The future looks extremely bright for the band. Seems 2003 is shaping up to be a banner year. Jars of Clay was honored Feb. 23 with a GRAMMY Award for "Best Pop/Contemporary Gospel Album" for its fourth and critically acclaimed 2002 release, The Eleventh Hour. This achievement marks the band's third consecutive GRAMMY.
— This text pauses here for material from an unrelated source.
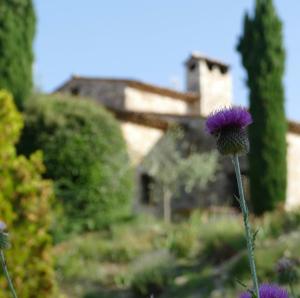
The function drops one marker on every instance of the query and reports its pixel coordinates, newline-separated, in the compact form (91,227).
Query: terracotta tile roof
(163,121)
(185,96)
As Jars of Clay celebrated the win from stage in Minot, N.D. during its current 40-plus city tour, Essential Records President Robert Beeson read an acceptance on behalf of the band, "Many thanks to all of you, our musical peers, who have shared with us your lives whether messy or complicated or victorious. Your transparency through your music gives us all the confidence to walk out on those ledges with you. Thank you for supporting us beyond music and into the arena of raising awareness for the HIV AIDS emergency in Africa. Music and passion find a true companion when they lead us to a genuine response for people in need. God Bless you. May your art provoke a better world. Thank you-Jars of Clay."
In addition to its GRAMMY win, The Eleventh Hour recently added four Dove nominations to Jars of Clay's list of 22-career Gospel Music Association nods. The band garnered a nomination for "Modern Rock/Alternative Album" while the album's hit single, "Revolution" received honors in the "Modern Rock/Alternative Recorded Song" category.
Jars of Clay received two additional nods for "Long Form Music Video," 11 Live-Jars of Clay In Concert, and for "Special Event Album" for its contribution to Essential Records' City On A Hill-Sing Alleluia. The 34th Annual Dove Awards will be held on Thursday, April 10 at the Gaylord Entertainment Center in Nashville.